L’écrit qui, à l’école primaire, constitue principalement un point d’appui des activités orales, devient au collège une capacité à construire pour permettre aux élèves d’élaborer des stratégies de lecture et d’écriture sans lesquelles ils ne pourront que difficilement accéder à terme au plaisir de lire et d’écrire en anglais. 
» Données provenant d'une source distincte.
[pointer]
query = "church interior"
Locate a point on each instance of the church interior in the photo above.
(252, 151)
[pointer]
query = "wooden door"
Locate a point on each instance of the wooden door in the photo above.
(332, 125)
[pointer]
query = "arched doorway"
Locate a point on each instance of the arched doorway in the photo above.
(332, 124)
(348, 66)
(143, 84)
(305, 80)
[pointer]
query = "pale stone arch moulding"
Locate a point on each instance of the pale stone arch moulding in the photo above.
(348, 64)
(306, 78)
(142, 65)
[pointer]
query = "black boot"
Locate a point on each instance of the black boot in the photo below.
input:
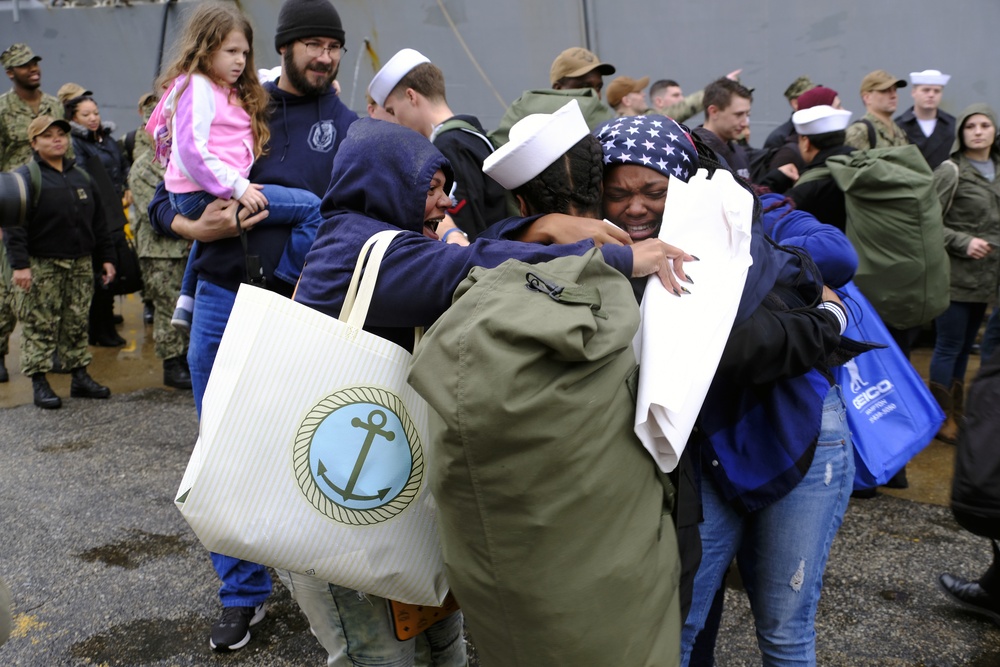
(898, 481)
(45, 398)
(83, 386)
(176, 373)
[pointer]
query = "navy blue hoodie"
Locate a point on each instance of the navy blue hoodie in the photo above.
(380, 180)
(306, 133)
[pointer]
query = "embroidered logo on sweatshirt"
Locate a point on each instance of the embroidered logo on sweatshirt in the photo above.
(322, 136)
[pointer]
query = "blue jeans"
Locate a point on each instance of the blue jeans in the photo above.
(244, 584)
(355, 629)
(991, 337)
(787, 544)
(957, 328)
(285, 206)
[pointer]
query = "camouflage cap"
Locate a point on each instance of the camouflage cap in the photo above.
(577, 61)
(42, 123)
(880, 80)
(17, 55)
(68, 91)
(799, 86)
(622, 86)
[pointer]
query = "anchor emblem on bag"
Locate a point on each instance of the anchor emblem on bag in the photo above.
(374, 430)
(357, 456)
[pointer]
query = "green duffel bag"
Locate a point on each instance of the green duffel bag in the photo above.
(894, 222)
(555, 522)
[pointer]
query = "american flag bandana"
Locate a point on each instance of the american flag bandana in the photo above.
(653, 141)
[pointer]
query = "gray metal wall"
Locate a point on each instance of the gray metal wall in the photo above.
(113, 50)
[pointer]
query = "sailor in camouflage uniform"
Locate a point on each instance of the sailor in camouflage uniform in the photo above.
(18, 107)
(161, 258)
(51, 261)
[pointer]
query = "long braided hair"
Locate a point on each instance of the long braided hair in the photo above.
(573, 184)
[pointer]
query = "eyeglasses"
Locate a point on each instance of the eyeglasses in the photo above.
(315, 49)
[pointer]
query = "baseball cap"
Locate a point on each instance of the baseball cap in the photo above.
(42, 123)
(799, 86)
(880, 80)
(68, 91)
(577, 61)
(17, 55)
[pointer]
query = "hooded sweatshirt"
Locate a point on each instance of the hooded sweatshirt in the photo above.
(306, 133)
(971, 206)
(380, 180)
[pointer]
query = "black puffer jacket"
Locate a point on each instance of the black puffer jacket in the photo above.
(87, 144)
(68, 222)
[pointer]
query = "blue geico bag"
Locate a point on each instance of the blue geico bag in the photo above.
(890, 411)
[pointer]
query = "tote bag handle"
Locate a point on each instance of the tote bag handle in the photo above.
(359, 297)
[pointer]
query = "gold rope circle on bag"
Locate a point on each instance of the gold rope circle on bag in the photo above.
(303, 473)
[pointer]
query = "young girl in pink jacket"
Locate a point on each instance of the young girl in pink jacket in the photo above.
(210, 126)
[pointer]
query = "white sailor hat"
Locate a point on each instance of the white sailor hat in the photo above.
(393, 72)
(929, 77)
(820, 120)
(536, 141)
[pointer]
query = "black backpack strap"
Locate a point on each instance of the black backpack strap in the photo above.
(872, 137)
(255, 270)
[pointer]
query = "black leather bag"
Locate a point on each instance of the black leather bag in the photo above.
(128, 276)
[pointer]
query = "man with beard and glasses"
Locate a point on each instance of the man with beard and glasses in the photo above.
(307, 122)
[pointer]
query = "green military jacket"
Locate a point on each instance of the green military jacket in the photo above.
(886, 136)
(971, 206)
(15, 116)
(143, 178)
(554, 520)
(547, 100)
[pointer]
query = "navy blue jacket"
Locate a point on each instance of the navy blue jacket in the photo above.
(380, 180)
(760, 421)
(306, 133)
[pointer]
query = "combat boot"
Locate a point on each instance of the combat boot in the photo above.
(45, 398)
(83, 386)
(176, 373)
(958, 402)
(949, 429)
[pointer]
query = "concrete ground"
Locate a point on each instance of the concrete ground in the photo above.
(104, 570)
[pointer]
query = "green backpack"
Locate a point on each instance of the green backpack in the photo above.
(895, 223)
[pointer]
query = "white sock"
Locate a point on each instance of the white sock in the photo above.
(186, 302)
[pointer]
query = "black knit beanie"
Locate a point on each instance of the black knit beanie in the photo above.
(307, 18)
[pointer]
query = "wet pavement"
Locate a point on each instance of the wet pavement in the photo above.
(104, 570)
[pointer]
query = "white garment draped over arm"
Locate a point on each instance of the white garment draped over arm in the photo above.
(680, 340)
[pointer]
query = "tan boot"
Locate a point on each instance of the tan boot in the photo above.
(958, 402)
(949, 429)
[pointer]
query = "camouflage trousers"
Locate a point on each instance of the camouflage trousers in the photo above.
(54, 314)
(8, 319)
(161, 278)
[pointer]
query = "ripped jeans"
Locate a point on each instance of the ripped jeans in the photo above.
(784, 548)
(356, 630)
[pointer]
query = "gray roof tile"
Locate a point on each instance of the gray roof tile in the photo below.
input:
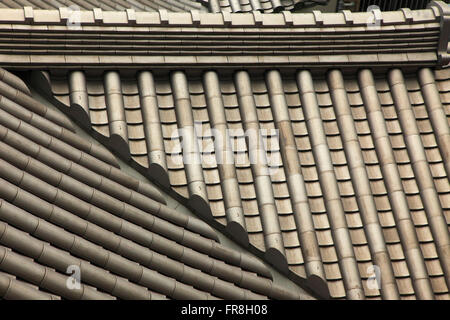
(64, 207)
(356, 169)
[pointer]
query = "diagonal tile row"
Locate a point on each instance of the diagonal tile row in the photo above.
(351, 172)
(108, 5)
(64, 203)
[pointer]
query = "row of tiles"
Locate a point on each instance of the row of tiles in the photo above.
(130, 17)
(335, 197)
(61, 206)
(108, 5)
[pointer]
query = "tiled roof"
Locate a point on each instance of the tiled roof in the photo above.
(337, 173)
(260, 5)
(109, 5)
(45, 38)
(64, 202)
(360, 176)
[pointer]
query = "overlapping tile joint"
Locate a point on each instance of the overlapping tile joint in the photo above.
(267, 6)
(65, 205)
(353, 181)
(109, 5)
(359, 177)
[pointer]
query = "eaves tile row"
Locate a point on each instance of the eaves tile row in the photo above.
(359, 178)
(110, 5)
(267, 6)
(64, 202)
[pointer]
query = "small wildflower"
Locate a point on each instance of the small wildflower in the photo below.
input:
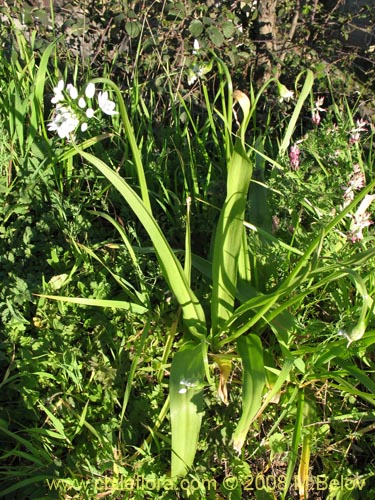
(355, 132)
(284, 93)
(107, 106)
(90, 112)
(294, 157)
(196, 47)
(316, 118)
(81, 103)
(318, 104)
(73, 92)
(71, 113)
(90, 90)
(357, 181)
(64, 122)
(360, 219)
(361, 126)
(187, 385)
(57, 91)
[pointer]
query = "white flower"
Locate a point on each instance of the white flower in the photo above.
(73, 92)
(58, 95)
(107, 106)
(64, 122)
(284, 93)
(187, 385)
(90, 90)
(81, 103)
(196, 46)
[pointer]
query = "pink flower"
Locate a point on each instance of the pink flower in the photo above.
(294, 157)
(316, 118)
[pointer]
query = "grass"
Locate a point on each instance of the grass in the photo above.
(185, 313)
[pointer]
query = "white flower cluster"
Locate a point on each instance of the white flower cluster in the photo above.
(73, 110)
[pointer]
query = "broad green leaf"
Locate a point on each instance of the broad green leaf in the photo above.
(230, 229)
(186, 406)
(253, 381)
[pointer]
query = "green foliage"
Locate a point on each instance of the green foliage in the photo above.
(233, 337)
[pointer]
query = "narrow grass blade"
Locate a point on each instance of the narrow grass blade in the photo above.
(186, 406)
(171, 268)
(254, 378)
(132, 141)
(116, 304)
(296, 441)
(309, 81)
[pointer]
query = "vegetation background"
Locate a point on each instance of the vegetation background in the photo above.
(91, 390)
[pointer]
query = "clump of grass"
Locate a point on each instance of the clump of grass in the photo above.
(246, 354)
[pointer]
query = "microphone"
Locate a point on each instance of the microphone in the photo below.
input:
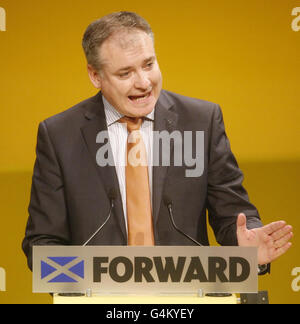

Si la mise au point de la trace écrite pendant le cours peut être considérée comme une amorce d’entraînement à l’expression écrite, elle est plus proche de la langue orale que de la langue écrite, puisqu’elle est en réalité une transcription de productions orales. Elle comporte par exemple un nombre restreint de propositions subordonnées ou de connecteurs de sens. Son apprentissage permet néanmoins la mémorisation de modèles qui représentent une aide non  négligeable pour l’écriture.

Programmes et pratiques
En fin de cycle 3 et en début de cycle 4, la pratique de l’expression écrite est développée par des travaux courts et fréquents, le plus souvent effectués en classe avec l’aide du professeur et / ou de camarades plus performants. Les moyens linguistiques nécessaires à une expression correcte sont fournis au cours des activités qui précèdent la phase d’écriture, et il est souvent utile de faire avec les élèves un bilan des moyens dont ils disposent avant de commencer à écrire, en veillant à ne pas inhiber la créativité par un souci trop rigide de correction formelle.

En 4ème et en 3ème, la production écrite fait l’objet d’un entraînement régulier, dans le cadre du projet pédagogique. Si l’élève peut toujours s’appuyer sur les stratégies développées en production orale,  il doit aussi apprendre à utiliser les outils nécessaires pour écrire, corriger et modifier sa production.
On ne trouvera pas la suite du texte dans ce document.